Content Warning: Rape
Today was a holy day. I went to ACF (Adult Christian Formation, aka “Sunday School for Grownups”) and the discussion was incredible. The fact that our church (and our Church) deliberately takes time to wrestle with questions of faith such as, “Why did Jesus have to die?” is so wonderful to me. When we question faith in community we become seekers instead of heretics, people on journey to understanding. Rev. Beth preached a beautiful sermon about a life of abundance in Christ. I got to experience that abundance in community with this amazing group of women just afterwards at the Daughters of the King luncheon.
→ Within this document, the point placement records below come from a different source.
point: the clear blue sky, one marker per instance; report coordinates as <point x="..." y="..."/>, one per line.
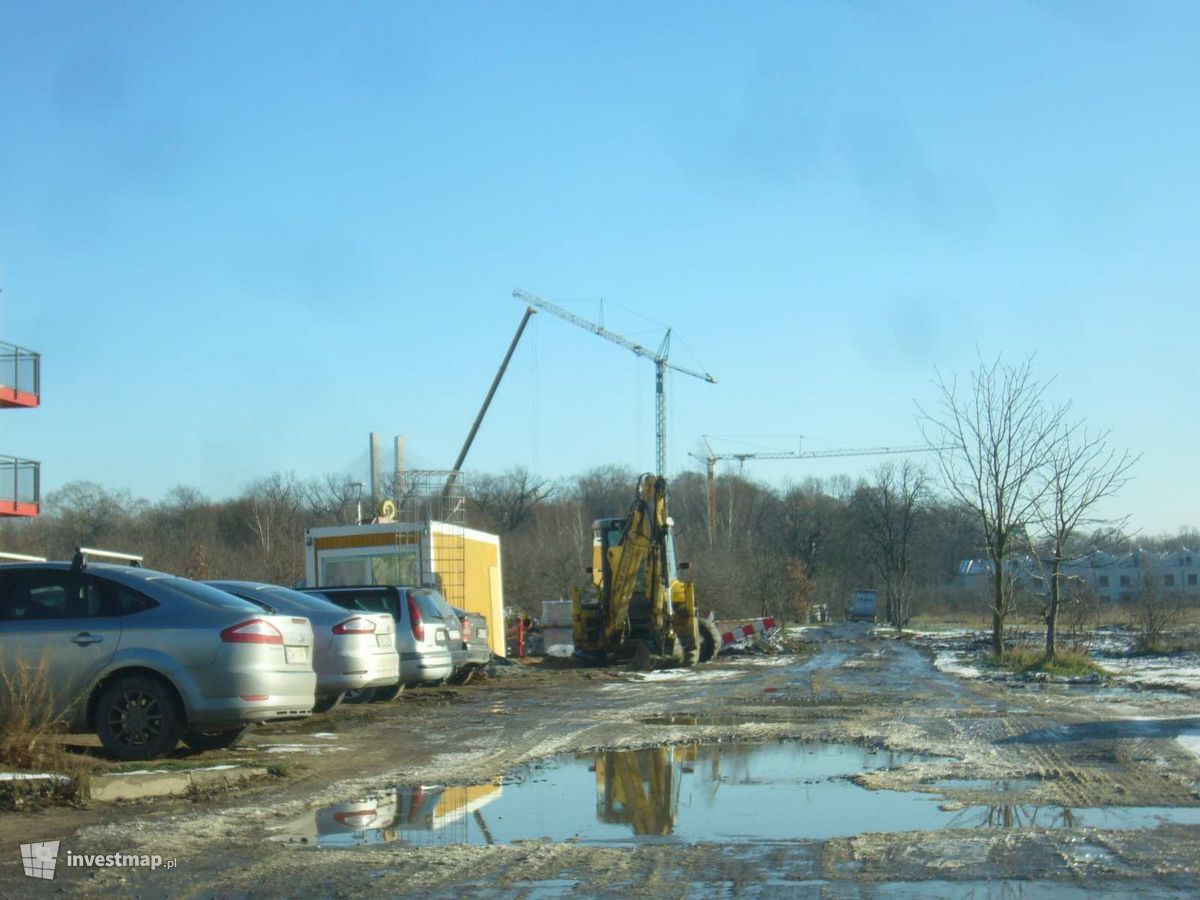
<point x="246" y="234"/>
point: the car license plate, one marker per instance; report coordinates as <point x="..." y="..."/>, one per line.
<point x="295" y="654"/>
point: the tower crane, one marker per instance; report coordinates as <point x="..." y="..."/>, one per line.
<point x="660" y="359"/>
<point x="713" y="457"/>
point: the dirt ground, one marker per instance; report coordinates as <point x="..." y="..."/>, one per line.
<point x="1066" y="747"/>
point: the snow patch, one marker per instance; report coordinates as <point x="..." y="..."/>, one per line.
<point x="955" y="663"/>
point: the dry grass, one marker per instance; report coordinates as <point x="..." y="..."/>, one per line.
<point x="29" y="724"/>
<point x="1033" y="659"/>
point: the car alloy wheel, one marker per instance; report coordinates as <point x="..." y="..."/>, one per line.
<point x="137" y="719"/>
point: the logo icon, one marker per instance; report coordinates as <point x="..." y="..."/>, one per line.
<point x="40" y="859"/>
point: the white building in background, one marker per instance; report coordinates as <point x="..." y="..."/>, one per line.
<point x="1110" y="577"/>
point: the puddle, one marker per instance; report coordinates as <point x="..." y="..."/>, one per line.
<point x="717" y="792"/>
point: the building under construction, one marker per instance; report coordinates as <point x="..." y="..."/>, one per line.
<point x="21" y="388"/>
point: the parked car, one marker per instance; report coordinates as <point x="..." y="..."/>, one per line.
<point x="353" y="654"/>
<point x="421" y="636"/>
<point x="144" y="659"/>
<point x="459" y="652"/>
<point x="474" y="637"/>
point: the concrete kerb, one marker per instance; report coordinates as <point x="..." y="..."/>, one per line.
<point x="147" y="785"/>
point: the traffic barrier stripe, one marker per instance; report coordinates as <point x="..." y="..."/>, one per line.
<point x="748" y="630"/>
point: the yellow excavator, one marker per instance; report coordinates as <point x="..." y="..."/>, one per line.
<point x="637" y="609"/>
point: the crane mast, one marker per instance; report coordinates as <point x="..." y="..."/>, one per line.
<point x="660" y="359"/>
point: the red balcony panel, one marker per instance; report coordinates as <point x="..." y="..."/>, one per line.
<point x="16" y="509"/>
<point x="13" y="399"/>
<point x="21" y="377"/>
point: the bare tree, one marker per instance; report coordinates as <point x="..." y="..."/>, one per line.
<point x="509" y="499"/>
<point x="1083" y="469"/>
<point x="889" y="508"/>
<point x="331" y="498"/>
<point x="993" y="441"/>
<point x="275" y="519"/>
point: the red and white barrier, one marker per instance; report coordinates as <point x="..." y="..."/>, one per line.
<point x="755" y="627"/>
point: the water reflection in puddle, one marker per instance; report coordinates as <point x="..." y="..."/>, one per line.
<point x="682" y="793"/>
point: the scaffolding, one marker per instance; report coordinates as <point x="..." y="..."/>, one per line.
<point x="437" y="499"/>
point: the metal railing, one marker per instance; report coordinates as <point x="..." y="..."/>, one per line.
<point x="21" y="369"/>
<point x="19" y="480"/>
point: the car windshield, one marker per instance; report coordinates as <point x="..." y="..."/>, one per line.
<point x="205" y="594"/>
<point x="432" y="604"/>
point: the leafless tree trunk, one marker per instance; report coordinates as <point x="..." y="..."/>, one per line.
<point x="993" y="441"/>
<point x="889" y="508"/>
<point x="1083" y="469"/>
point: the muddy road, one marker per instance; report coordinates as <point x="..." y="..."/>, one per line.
<point x="851" y="767"/>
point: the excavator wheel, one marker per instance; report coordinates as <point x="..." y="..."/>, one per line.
<point x="709" y="640"/>
<point x="643" y="658"/>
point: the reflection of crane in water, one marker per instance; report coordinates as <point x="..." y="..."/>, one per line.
<point x="1013" y="815"/>
<point x="641" y="787"/>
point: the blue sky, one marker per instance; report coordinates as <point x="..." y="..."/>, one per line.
<point x="244" y="235"/>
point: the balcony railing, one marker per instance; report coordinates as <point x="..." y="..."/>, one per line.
<point x="21" y="486"/>
<point x="21" y="376"/>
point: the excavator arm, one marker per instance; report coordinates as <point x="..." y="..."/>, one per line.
<point x="642" y="544"/>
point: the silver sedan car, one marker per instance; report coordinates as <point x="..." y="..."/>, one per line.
<point x="145" y="659"/>
<point x="351" y="652"/>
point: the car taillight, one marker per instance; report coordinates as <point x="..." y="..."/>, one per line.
<point x="357" y="625"/>
<point x="414" y="619"/>
<point x="252" y="631"/>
I adore being surrounded by these women, doing what Anne Lamott says are two of the most holy activities: overeating together and creating art. After that, I had to spend some time studying chemistry, but at least I got to do it in my favorite Starbucks with my sister. And after my memory and my laptop gave out, we sat in the sun and read for awhile, just enjoying the day.
It really was a beautiful day.
Which is why it was so difficult to be having intrusive trauma-related thoughts and images flashing through my head at random times. Which is why it’s hard to feel the old impulses to self-harm, and not act on them. Which is why it’s so, so hard to explain to people how I can have such a wonderful day, and still come home exhausted and wanting to cry.
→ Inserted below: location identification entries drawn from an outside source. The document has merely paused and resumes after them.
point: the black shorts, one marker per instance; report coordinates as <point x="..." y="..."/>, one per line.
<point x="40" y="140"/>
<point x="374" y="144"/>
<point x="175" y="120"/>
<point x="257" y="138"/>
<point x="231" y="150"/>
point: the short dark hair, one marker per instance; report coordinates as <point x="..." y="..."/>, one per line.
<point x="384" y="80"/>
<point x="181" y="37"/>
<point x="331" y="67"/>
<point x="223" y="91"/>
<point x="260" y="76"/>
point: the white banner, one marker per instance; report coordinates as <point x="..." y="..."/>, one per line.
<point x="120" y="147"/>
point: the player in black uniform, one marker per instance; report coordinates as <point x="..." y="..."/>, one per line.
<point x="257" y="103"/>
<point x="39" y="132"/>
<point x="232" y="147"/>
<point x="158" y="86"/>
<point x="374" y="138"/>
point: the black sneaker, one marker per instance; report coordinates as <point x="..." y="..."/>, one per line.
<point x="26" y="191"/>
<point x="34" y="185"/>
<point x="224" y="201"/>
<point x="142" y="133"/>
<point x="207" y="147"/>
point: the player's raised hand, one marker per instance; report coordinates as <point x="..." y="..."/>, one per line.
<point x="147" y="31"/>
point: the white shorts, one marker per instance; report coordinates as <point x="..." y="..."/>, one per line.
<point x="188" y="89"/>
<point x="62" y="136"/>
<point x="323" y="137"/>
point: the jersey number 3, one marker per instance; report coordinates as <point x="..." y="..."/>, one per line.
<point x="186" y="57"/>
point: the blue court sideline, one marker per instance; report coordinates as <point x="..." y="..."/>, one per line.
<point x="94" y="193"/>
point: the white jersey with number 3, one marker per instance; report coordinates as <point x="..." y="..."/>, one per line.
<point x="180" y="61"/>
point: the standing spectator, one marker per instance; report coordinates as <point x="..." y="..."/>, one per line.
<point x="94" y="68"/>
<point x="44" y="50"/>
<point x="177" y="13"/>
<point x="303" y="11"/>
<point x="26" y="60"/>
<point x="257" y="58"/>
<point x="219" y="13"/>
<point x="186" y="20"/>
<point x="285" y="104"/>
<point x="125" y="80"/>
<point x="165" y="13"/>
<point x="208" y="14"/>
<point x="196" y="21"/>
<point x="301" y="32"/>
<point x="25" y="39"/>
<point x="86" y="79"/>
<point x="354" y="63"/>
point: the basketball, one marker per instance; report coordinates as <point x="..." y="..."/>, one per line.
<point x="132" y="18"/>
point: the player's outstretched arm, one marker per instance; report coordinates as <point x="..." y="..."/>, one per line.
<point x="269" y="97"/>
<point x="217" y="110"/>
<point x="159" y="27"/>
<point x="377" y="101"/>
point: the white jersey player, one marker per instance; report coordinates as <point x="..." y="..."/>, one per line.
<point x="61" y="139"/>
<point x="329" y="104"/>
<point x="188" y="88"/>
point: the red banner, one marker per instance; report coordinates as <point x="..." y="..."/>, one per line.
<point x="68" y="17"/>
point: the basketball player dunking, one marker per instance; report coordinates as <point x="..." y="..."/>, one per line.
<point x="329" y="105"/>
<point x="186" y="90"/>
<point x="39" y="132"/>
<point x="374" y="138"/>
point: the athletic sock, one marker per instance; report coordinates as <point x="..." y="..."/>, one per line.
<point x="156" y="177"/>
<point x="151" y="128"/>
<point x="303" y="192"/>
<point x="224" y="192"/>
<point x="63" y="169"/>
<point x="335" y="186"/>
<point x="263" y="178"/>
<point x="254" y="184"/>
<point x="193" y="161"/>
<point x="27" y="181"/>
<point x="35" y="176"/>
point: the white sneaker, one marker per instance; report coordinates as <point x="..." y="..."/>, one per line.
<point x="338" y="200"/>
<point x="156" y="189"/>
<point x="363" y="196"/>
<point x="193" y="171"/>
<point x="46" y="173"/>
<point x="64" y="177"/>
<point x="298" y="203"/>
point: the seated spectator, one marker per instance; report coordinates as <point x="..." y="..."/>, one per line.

Because inside I’ve been fighting a battle that you’ll never see, and I don’t ever talk about. I could be in the middle of singing a hymn when the image of semen in my hair comes back to mind, and I feel sick. Things like that, they happen at the worst and weirdest times. Mostly, I just shake my head, shove the image away, and get on with things. But let me tell you, that takes a tremendous amount of energy. And I end up with this feeling like I need to cry, and I literally can’t. It’s strange, this duality.
The joy I experience in my day is real and lasting and I truly appreciate every second of it. But feeling joy does not negate struggle, and I do still struggle. Right now, in particular, with my C-PTSD. At another time it will be something else, but today, this is what it is. And I just want people to know how possible it is- and how common it is- for people to look totally “OK” and still be struggling on the inside.
Part of the grief I’ve gone through is accepting that the traumas I experienced carry a lifetime of echoing consequences. I have to accept the fact that there may be no “full recovery” or “complete healing” from what was done to me. I can only pray for that, and I do. I also have to grieve for the loss of what one might deem a “normal” life. A “normal” childhood. The ability to go through a day without flashing back to suffocating under a body that’s on top of you, raping you.
I grieve normalcy. I grieve health. At times, I grieve sanity.
While I do though, God has given me plenty of other things: joy, grace, sacred beauty, hope, resurrection, creation, prayer, and so, so much love.
Today was a holy day.
For his anger is but for a moment; his favor is for a lifetime. Weeping may linger for the night, but joy comes with the morning.